The Shadal (Rabbi Shmuel David Luzzatto, 19th century Italy) offers some insight in the context of answering a related question about Yaakov. He points out that the descriptions of Yaakov and Esav in 25:27 imply Esav was tricky, the prime trait of a good hunter, while Yaakov was “simple,” straightforward in his dealings – but we know that Yaakov, like his mother, engaged in plenty of trickery! How can such a person be described as an “ish tam,” a simple, straightforward man? Shadal explains that Yaakov is an ish tam relative to Esav, whose whole being was devoted to traps and trickery – but that doesn’t mean Yaakov couldn’t have a few tricks up his sleeve, too! The difference is whether the trait defines him or it’s a tool he has to pull out as necessary; as Shadal says, “according to the needs of the moment.”
For Esav, habitual trickery was a defining characteristic. Rivka did indeed pick up a few things at home, and Yaakov had it in him too. But in judging a person’s character, what matters isn’t what they can do, but what they do – how, when and why.
Jewish tradition seems to view Rivka’s decision to trick her husband as an appropriate decision, and scholars have suggested a variety of explanations.
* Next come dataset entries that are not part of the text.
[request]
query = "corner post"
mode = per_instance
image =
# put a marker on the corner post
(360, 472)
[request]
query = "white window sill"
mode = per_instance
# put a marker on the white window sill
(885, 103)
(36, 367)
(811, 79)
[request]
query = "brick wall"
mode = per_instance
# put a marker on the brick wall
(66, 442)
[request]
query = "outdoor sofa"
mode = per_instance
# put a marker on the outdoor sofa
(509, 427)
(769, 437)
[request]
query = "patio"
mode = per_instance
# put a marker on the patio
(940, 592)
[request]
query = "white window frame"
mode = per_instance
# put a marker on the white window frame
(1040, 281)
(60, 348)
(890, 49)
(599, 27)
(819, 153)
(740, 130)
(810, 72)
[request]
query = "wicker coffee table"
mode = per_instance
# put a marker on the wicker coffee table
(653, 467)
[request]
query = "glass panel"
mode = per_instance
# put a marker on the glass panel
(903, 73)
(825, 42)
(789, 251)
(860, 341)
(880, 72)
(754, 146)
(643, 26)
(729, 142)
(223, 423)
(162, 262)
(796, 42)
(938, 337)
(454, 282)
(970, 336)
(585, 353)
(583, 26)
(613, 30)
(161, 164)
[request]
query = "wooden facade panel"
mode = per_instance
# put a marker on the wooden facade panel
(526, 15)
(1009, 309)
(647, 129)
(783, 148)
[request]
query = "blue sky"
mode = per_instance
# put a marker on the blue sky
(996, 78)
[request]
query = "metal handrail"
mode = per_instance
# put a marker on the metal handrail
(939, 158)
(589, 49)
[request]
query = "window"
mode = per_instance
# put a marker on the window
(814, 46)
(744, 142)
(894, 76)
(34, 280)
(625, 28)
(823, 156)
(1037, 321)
In one approach, Rabbi Adin Steinsaltz (in his book, Biblical Images) suggests it was precisely because of Rivka’s background, and the street smarts it gave her, that she could see this was a moment that needed those skills:
Isaac was an “easy victim” of [Esav’s] duplicity; he was neither suspicious nor afraid because there was no dishonesty in his own heart. … Rebecca, however, was an expert in such matters… recognized her own family in Esau. …yet the fact that she recognized evil did not corrupt her; rather, she herself cultivated an admiration for what is good, pure, and innocent… perhaps loved [Isaac] because of his purity. She might have been required to deceive him now and then, but always for his own good, to spare him error and injury.
It’s a dangerous game to play, deciding to trick someone for their own good; I would hesitate to recommend following this precise model in practice. But in Rivka’s extreme case, we can find some valuable and universal truths.
Rivka absorbed things from her background, as do we all. As she grew, she had to decide how she wanted to use those traits – as do we all. Will we emulate our families in every way, or will we appreciatively accept the tools they’ve instilled in us even as we set out to forge our own paths, which might be fundamentally different from those of our parents?
We view Rivka as righteous not because she ignored her background, but because she took her thorns and made a choice: “I will go.” Even if we think we’re damaged by something in our pasts – we can always overcome it. The trick is to not deny that it’s a part of who we are, or to embrace it fatalistically (“I can’t help being like this; it’s how I grew up!”), but to maintain integrity and make choices about which elements will define us and which we will bend to our new ideals. And then, to paraphrase Dr. Seuss – oh, the places we too can go!